Prove that two distinct numbers of the form $a^{2^{n}} + 1$ and $a^{2^{m}} + 1$ are relatively prime if $a$ is even and have $\gcd=2$ if $a$ is odd

Question

Prove that two distinct numbers of the form $a^{2^{n}} + 1$ and $a^{2^{m}} + 1$ are relatively prime if $a$ is even and have $\gcd=2$ if $a$ is odd.

My attempt:
If $a$ is even, let $a = 2^{s}k$ for some integers $k, s$
Then, $$a^{2^{n}} + 1 = 2^{2^{n}s}\cdot k^{2^n} + 1$$ and $$a^{2^{m}} + 1 = 2^{2^{m}s}\cdot k^{2^m} + 1$$ To prove that they're relatively prime, we need to show that their gcd = 1. And I was stuck here, how could I prove that gcd of two numbers is $1$?
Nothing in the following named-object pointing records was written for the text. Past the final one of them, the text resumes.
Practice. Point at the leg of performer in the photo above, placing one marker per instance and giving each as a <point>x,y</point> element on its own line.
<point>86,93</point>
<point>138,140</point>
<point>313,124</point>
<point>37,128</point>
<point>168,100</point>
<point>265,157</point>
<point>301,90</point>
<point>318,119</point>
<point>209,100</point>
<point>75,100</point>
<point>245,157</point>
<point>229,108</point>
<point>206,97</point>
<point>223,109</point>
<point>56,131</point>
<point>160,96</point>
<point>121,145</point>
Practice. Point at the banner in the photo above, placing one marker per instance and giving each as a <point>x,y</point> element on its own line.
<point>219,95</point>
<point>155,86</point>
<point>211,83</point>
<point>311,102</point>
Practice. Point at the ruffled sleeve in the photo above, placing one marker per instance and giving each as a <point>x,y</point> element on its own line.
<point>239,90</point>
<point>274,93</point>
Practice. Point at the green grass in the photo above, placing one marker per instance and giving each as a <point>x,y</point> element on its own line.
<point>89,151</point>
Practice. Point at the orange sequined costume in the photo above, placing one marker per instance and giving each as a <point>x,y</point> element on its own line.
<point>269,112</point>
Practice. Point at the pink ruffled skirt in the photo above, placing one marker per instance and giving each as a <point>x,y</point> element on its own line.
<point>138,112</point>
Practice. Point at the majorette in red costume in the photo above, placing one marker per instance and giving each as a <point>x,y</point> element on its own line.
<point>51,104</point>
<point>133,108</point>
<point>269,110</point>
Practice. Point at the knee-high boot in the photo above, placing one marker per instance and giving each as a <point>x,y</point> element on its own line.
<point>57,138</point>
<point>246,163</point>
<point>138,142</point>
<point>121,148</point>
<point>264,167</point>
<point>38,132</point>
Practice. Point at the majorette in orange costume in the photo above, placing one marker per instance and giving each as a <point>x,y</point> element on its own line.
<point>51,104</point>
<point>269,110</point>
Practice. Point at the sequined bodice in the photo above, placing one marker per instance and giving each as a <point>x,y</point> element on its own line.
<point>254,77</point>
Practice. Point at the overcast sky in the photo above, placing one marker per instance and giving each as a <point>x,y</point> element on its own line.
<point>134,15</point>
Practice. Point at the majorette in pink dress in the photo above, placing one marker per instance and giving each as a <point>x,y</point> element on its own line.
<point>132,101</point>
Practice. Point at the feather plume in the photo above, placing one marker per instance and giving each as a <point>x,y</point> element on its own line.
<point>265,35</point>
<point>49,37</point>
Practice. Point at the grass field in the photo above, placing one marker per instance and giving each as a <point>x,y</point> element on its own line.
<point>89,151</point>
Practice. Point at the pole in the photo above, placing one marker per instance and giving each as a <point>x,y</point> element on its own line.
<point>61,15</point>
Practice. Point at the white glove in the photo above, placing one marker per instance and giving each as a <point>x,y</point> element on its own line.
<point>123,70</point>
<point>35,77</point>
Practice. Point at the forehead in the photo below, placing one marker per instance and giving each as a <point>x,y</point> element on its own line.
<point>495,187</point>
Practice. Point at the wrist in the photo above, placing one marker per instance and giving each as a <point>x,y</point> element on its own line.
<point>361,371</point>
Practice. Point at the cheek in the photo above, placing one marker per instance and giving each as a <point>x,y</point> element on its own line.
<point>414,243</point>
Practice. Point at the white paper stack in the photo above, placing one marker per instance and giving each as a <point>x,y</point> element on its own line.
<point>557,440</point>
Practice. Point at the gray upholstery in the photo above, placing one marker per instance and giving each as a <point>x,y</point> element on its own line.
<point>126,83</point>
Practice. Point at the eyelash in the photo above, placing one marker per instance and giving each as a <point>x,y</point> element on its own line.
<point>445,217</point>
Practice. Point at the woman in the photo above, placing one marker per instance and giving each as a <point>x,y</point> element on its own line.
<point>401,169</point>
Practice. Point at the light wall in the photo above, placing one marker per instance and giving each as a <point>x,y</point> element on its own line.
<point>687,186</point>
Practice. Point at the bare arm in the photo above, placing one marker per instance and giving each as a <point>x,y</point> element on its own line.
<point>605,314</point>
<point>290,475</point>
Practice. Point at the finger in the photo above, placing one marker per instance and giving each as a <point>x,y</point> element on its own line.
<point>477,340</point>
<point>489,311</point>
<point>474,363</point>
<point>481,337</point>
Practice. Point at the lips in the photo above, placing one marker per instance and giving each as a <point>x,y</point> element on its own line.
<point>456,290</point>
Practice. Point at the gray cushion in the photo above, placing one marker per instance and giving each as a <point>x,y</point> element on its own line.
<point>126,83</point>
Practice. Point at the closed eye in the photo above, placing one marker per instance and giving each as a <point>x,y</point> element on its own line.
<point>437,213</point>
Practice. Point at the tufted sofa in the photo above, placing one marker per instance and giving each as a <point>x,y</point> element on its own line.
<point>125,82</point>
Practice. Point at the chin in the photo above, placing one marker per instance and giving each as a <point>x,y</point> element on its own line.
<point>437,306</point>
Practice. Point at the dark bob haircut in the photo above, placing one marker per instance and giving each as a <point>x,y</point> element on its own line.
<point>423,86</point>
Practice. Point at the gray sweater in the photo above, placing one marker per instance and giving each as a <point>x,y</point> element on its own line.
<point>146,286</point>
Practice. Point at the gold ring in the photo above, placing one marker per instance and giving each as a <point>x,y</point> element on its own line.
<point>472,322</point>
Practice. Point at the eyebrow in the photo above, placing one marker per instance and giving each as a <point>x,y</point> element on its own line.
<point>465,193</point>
A hint would be sufficient. Thanks.

Answer 1

If $x = -1 \mod p$, then $x^{2^n} = 1 \mod p$.

Assume $n \gt m$. So if $p$ divides $x + 1 = a^{2^m} + 1$, then, $a^{2^n} + 1 = x^{2^{n-m}} + 1 = 1 + 1 = 2 \mod p$.

Answer 2

Hint:

Consider the following proof when $a=2$: https://planetmath.org/fermatnumbersarecoprime

Try adapting it to work for all $a$.

Hint 2: Factor $a^{2^n}-1$.

Answer 3

Proof $\ (A\!+\!1, A^{2K}\!\!+1)\,=\, (A\!+\!1,\ (-1)^{2K}\!+1) = (A\!+\!1,2),\, $ [OP is $ A = a^{\large 2^{\Large N}}\!\!,\,$ wlog $N\! <\! M$]

using $\,\ \ (A\!-\!n,\ \ F(A)\ )\, = \, (A\!-\!n,\ \ F(n) )\ $ for all polynomials $\ F(X)\in \mathbb Z[X],\ A,n\in \mathbb Z$

by $\!\bmod A\!-\!n\!:\ A\equiv n\,\Rightarrow\, F(A)\equiv F(n)\ $ by the Polynomial Congruence Rule, and

also by $\ (B,\ C)\ =\ (B,\ C \bmod B) = $ modular property of GCD (used in Euclidean algorithm)

Remark $\, $ For the general case $\ (a^m+1,a^n+1)\ $ see this answer.